While they continue to back Islamist opposition militias in their war against Assad in Syria, Washington and Paris are now exploiting the offensive of ISIS to justify further escalating their military operations in Iraq. The entire Middle East is threatened with a descent into ethno-sectarian conflict driven primarily by the reckless intervention of the imperialist powers. The risk that this could escalate into a major international or even world war, if the imperialist powers turned their sights on Iran or its nuclear-armed allies, such as Russia or China, is ever present.

The fact that this unpopular policy is being implemented by the bourgeois “left” Hollande government and, in the US, by an administration that came to power in 2008 on a wave of anti-war sentiment, testifies to the breakdown of democratic processes on both sides of the Atlantic.

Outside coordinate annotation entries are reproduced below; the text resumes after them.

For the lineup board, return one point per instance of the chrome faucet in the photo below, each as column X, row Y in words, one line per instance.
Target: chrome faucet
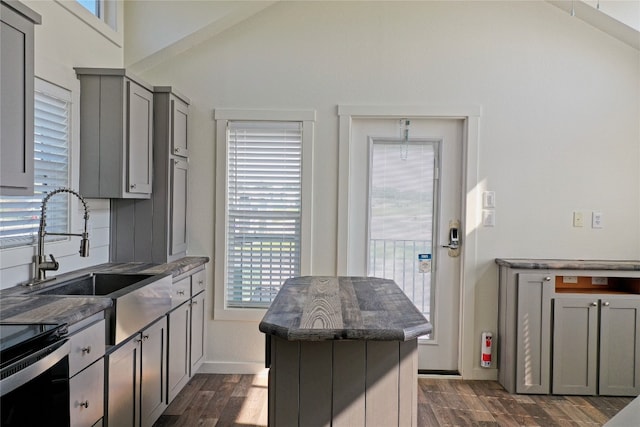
column 40, row 261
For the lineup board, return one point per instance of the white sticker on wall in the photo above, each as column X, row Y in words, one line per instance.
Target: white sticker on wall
column 424, row 263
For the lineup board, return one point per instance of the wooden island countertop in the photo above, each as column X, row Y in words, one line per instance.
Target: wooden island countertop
column 317, row 308
column 342, row 351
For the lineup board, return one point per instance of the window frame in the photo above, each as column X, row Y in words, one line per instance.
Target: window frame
column 109, row 23
column 222, row 117
column 23, row 255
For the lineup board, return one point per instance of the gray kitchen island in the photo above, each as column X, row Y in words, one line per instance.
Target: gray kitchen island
column 342, row 351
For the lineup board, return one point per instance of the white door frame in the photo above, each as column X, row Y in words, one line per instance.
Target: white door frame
column 471, row 197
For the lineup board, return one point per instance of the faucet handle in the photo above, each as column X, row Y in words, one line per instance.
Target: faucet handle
column 55, row 263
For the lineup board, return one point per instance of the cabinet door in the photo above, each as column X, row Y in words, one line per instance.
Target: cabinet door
column 533, row 332
column 123, row 395
column 16, row 116
column 153, row 390
column 139, row 139
column 179, row 116
column 197, row 332
column 620, row 346
column 178, row 208
column 86, row 395
column 178, row 363
column 575, row 345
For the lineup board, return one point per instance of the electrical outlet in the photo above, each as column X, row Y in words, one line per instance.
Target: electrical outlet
column 488, row 217
column 578, row 219
column 489, row 199
column 596, row 220
column 599, row 280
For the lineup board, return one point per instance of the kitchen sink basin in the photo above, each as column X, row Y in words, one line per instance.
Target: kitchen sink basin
column 96, row 284
column 137, row 299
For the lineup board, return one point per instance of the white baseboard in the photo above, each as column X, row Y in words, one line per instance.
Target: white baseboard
column 231, row 368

It also points to the deep-going integration of the pseudo-left forces into the policy of imperialism. A decade ago, facing mass opposition to the Bush administration's illegal aggression against Iraq, various pseudo-left groups participated in international mass protests in the run-up to the 2003 US invasion of Iraq. Now that the wars are being launched by Obama and Hollande instead of a Texas conservative, however, groups like France's New Anti-capitalist Party are enthusiastically supporting it, despite deep opposition to a new war in the working class.

The internal crisis of the Hollande administration is a major factor in its decision to bomb Iraq. Last year, as Paris went to war in Mali, PS officials said they were modeling their policy on British Prime Minister Margaret Thatcher's Falkland Islands war with Argentina in 1982—hoping war would give them a quick boost at the polls to help them push through unpopular social cuts.

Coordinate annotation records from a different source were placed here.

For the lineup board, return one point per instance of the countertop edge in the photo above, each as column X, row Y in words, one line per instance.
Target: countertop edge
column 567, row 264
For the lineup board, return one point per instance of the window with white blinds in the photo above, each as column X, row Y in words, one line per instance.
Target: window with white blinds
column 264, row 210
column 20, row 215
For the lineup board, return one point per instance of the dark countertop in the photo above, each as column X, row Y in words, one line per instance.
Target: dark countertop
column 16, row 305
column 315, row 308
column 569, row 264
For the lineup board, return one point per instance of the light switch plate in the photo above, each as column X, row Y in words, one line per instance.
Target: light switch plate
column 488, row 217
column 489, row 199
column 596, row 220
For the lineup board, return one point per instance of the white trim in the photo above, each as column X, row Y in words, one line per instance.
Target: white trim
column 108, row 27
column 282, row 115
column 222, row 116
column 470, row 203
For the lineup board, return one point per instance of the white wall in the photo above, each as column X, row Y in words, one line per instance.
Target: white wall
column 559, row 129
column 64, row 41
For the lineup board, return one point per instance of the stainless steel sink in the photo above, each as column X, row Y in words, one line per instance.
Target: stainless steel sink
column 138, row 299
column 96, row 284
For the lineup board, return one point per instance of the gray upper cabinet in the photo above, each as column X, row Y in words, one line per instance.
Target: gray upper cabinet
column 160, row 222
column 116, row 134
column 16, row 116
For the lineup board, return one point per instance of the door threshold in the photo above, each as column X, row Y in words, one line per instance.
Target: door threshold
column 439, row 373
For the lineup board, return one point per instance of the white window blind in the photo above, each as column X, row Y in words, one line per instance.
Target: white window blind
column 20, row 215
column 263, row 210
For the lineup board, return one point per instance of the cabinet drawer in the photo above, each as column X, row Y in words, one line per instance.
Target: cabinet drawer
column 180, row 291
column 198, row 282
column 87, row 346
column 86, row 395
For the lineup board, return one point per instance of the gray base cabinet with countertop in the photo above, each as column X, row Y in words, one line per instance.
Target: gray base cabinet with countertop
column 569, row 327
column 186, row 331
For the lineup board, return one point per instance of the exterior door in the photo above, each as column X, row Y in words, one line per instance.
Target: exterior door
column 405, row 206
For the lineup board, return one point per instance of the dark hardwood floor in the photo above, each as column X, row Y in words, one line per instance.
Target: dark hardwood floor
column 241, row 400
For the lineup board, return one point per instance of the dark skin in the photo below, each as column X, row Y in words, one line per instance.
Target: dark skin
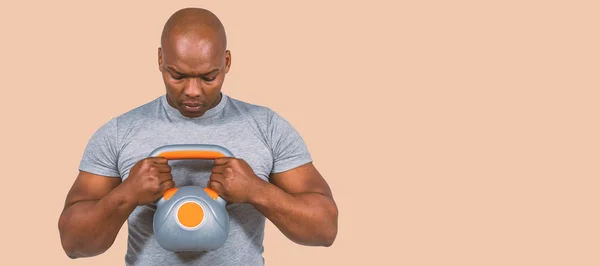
column 193, row 60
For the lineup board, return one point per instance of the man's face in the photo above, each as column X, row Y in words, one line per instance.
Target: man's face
column 193, row 71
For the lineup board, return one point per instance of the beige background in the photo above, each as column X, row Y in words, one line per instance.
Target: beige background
column 451, row 132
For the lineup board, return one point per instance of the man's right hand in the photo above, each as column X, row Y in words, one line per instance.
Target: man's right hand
column 148, row 179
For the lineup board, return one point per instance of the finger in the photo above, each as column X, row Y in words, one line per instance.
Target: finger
column 164, row 186
column 216, row 186
column 162, row 177
column 217, row 177
column 219, row 169
column 221, row 160
column 163, row 168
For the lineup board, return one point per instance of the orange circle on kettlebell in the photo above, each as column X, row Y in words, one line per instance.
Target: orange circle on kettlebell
column 190, row 214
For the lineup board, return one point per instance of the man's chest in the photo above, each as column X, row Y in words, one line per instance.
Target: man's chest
column 243, row 142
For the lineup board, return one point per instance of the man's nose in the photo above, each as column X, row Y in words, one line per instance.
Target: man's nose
column 193, row 88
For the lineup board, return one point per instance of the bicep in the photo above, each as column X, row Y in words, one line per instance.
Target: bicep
column 303, row 179
column 89, row 187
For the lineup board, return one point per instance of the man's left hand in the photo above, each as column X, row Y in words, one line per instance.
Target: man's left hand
column 234, row 180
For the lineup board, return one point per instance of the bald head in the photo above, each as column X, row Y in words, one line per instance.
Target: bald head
column 193, row 59
column 196, row 23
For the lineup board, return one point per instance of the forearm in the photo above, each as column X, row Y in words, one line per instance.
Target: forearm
column 307, row 218
column 89, row 228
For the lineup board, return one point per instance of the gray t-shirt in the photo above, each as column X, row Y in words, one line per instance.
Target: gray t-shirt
column 257, row 134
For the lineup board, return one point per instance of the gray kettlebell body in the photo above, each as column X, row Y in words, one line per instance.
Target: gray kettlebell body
column 191, row 218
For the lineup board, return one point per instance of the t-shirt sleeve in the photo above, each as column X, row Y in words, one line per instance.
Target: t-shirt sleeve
column 288, row 148
column 100, row 154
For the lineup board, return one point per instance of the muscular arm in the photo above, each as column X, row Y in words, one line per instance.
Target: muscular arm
column 95, row 210
column 300, row 204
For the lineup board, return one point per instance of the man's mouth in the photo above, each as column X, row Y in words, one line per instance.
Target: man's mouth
column 192, row 107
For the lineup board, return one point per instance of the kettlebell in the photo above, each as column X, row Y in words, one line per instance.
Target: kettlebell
column 191, row 218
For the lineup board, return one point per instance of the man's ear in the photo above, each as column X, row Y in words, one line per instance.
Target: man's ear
column 159, row 59
column 227, row 61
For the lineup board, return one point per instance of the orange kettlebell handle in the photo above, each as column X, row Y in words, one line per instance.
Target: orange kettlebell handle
column 191, row 152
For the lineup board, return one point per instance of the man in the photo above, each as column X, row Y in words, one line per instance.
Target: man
column 270, row 177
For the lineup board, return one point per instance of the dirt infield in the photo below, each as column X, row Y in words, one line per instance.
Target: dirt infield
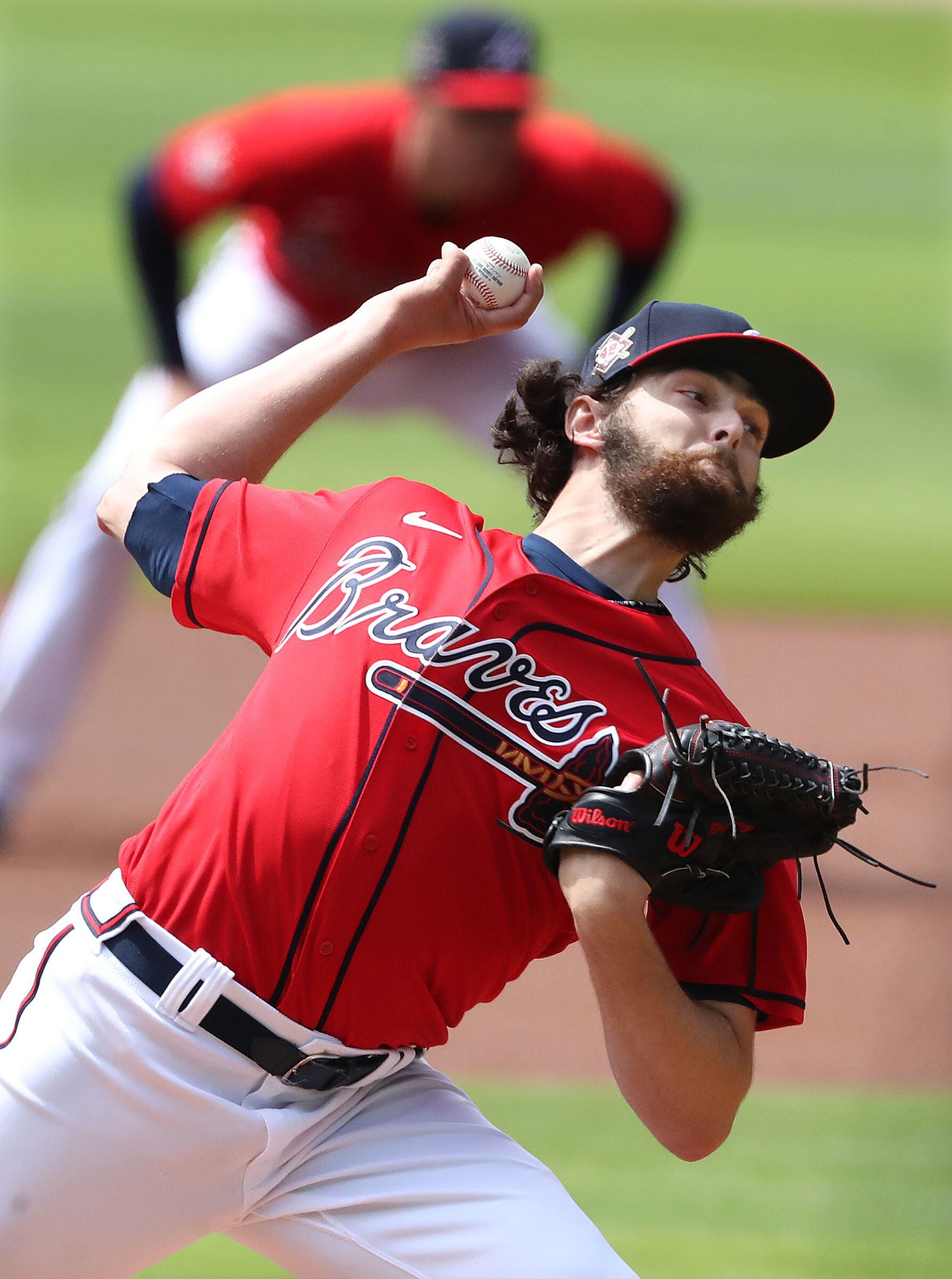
column 880, row 1012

This politically criminal policy failed amid escalating anger at Hollande's austerity agenda. Now, with Hollande at 13 percent in the polls and facing widespread popular contempt, he is again turning to war in an even more desperate attempt to shore up his position.

Significantly, while Paris is integrating its military operations closely with Washington's, tensions between French imperialism and US imperialism are increasing.

“Air strikes were the entry ticket necessary to be a serious partner in military planning, which is led by the Americans,” Le Monde wrote. However, the paper added, “Paris wants to conserve its autonomy, to choose its targets, and acquire its own ability to carry out intelligence operations on the ground.”

In his press conference Thursday, Hollande criticized last year's eleventh-hour decision not to go to war against the Assad regime—a decision taken by the Obama administration after the British parliament voted against war with Syria. Throughout the Syrian crisis, French imperialism has acted in concert with the Saudi monarchy to press for aggressive support for the Sunni Islamist militias in Syria.

He also pointedly insisted that France would only bomb ISIS in Iraq, not in Syria—where the imperialist powers continue to seek the ouster of Assad by Islamist forces sympathetic to ISIS.